MCom cum laude graduates Ms Margaret Dzvuka and Mr Rajesh Chandarman.

For Master of Commerce cum laude graduates Ms Margaret Dzvuka and Mr Rajesh Chandarman studying for their degrees has not only been a learning curve but has afforded them the opportunity to contribute knowledge in their fields.

Chandarman says a passion for information systems and technology led to him exploring the issue of cybersecurity awareness through his study titled: “Cyber Security Awareness of Students at a Private Higher Education Institute in South Africa”, under the supervision of Dr Brett Van Niekerk.

The study analyses how knowledgeable tertiary students are aware of cybersecurity which is an issue of global concern.

‘Best practices and benchmarks have been created to enable safety in online computing. However, these fail when there is a lack of awareness in the form of education and training around these issues,’ said Chandarman.

‘This highlights a need for the creation and implementation of a cybersecurity awareness programme aimed at improving the skills, behaviour and knowledge in the areas of cybersecurity and cybercrime.’

As the Vice-Principal of Student Services at Varsity College, Chandarman said sensitising the youth and South African citizens to the dangers of the cyberworld was crucial.

‘Although the topic focused on students, it has a wide appeal to a varied audience and will remain important for an extended period of time. This experience shifted my teaching to a higher level and empowered my students. I have also been invited to present papers on the subject. Obtaining this qualification allows me to participate in academia and also provide valuable input into IT projects in the private sector,’ said Chandarman.

Sharing the experiences of Zimbabwean teachers who have moved from Zimbabwe to take up teaching posts in KwaZulu-Natal is what motivated Dzvuka to explore this field through her research.

Her study, titled: “The Migration Experience and Cross-Cultural Adjustment of Migrant Zimbabwean Teachers in eThekwini Municipality, KwaZulu-Natal”, gives insights into the challenges these educators face in cross-cultural adjustment. The study was supervised by Dr Ashika Maharaj.

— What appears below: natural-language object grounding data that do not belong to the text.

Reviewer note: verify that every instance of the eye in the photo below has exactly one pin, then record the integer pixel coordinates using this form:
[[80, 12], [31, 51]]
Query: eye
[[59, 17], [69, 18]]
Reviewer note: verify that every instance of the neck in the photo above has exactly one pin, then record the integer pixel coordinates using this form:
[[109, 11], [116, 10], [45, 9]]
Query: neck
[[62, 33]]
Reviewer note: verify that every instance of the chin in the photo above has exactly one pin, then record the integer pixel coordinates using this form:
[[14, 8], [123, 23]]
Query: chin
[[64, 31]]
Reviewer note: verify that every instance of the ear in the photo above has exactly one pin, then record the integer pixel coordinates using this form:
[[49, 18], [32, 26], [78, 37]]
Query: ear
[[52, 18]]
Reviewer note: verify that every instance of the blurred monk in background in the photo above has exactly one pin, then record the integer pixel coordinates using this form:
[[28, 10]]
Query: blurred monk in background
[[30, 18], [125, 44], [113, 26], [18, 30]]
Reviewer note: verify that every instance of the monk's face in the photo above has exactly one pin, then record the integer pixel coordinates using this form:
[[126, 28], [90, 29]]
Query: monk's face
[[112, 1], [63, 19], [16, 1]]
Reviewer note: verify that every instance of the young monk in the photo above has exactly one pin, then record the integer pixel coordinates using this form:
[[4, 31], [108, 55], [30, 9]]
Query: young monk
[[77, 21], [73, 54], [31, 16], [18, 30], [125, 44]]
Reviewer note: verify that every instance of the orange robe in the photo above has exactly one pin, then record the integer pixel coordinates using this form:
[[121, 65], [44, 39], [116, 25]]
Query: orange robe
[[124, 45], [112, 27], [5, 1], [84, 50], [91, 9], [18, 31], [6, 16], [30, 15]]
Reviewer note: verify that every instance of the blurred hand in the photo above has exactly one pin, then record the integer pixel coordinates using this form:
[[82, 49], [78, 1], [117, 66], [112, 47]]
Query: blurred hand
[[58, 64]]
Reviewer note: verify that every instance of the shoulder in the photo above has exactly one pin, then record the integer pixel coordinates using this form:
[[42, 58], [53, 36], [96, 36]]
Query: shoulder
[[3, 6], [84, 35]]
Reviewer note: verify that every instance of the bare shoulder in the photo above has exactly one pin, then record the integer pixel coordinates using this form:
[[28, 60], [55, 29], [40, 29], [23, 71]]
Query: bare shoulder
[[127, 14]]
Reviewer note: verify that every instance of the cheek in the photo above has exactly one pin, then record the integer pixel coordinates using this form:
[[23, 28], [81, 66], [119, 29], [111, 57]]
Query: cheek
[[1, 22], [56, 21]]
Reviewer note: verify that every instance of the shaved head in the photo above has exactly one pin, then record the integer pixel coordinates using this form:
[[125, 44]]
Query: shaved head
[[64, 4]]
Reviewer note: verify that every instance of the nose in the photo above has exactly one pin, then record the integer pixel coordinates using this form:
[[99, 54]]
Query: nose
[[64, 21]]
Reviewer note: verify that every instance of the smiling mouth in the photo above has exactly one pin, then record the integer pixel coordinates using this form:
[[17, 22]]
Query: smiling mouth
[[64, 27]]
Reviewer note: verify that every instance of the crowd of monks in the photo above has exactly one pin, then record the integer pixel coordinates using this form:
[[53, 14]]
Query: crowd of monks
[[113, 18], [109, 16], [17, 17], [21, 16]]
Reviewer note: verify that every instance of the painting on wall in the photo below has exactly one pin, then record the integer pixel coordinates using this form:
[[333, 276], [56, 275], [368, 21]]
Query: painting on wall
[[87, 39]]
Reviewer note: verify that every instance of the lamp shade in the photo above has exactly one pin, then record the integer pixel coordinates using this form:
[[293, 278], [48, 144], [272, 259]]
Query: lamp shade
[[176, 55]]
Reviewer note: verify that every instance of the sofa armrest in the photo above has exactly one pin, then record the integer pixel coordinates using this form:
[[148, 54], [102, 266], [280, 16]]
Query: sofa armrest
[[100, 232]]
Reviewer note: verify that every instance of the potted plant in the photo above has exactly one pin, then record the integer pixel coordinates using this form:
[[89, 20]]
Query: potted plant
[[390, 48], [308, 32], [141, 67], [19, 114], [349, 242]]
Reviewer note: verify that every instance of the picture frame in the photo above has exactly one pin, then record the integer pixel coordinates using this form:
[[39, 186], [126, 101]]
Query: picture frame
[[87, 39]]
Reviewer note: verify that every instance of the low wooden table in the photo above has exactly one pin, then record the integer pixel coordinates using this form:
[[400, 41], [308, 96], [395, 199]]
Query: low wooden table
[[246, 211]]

The study’s findings reveal that migrant teachers often fail to adjust to a new environment therefore their work performance is affected and learners are disadvantaged.

‘This qualification has given me confidence in carrying out research and the study contributes in a modest way to how migrant teachers can be managed to help them perform at their best. It has also shed light on how current policies and the working environment are viewed by migrant Zimbabwean teachers and may assist in crafting policies that enhance adjustment and performance of migrant teachers,’ said Dzvuka.

‘The qualification has enhanced my knowledge and contributed to the growth of my career as I am now working as a lecturer at a TVET college.’